Tunisia’s governing Islamist party rejected calls to make Islamic law the basis of a new constitution, citing the need to reassure the public and investors that the government will respect the values of all.
In the party’s first official comments on the matter, Rached Ghannouchi, leader of the Ennahda group that controls about 40 percent of the seats in parliament, said it is intent on backing a pluralistic system in Tunisia. Ennahda will keep unchanged the first article of the constitution passed in 1959, which says that Tunisia is a free and independent state whose religion is Islam, Ghannouchi said.
The decision was taken to “protect the interests of national unity and to prevent the division of Tunisian society into two ideologically opposed camps,” he told reporters today in the capital, Tunis. “There is no collective agreement to add another article.”
The issue of making Shariah, or Islamic law, the basis of the constitution has sparked protests and fueled concern that the country that was the birthplace of the Arab Spring would lose its secular identity. A committee elected in October is charged with drafting the new constitution following the uprising that ousted former President Zine El Abdine Ben Ali last year.

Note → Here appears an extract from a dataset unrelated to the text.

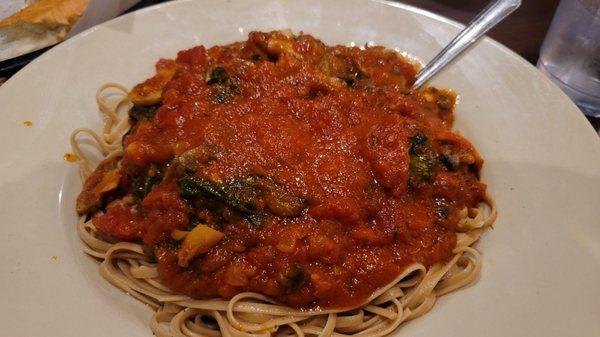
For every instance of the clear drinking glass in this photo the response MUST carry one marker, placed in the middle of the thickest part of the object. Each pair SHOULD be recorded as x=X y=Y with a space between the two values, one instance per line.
x=570 y=55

Salafis, who are followers of more strict interpretations of Islam, have pushed for the imposition of Shariah in Tunisia. About 3,000 Salafis marched in Tunis on March 25, demanding that Shariah be imposed and calling for the killing of Jews in the country. The press briefing was called to put an end to speculation over the party’s position after some members had given media interviews about the matter.
“Shariah never left Tunisia,” Ghannouchi said, pointing out that many of the country’s current laws mirror the precepts of Islamic law. The decision not to revise the first article was approved by the majority of the party’s top council, he said.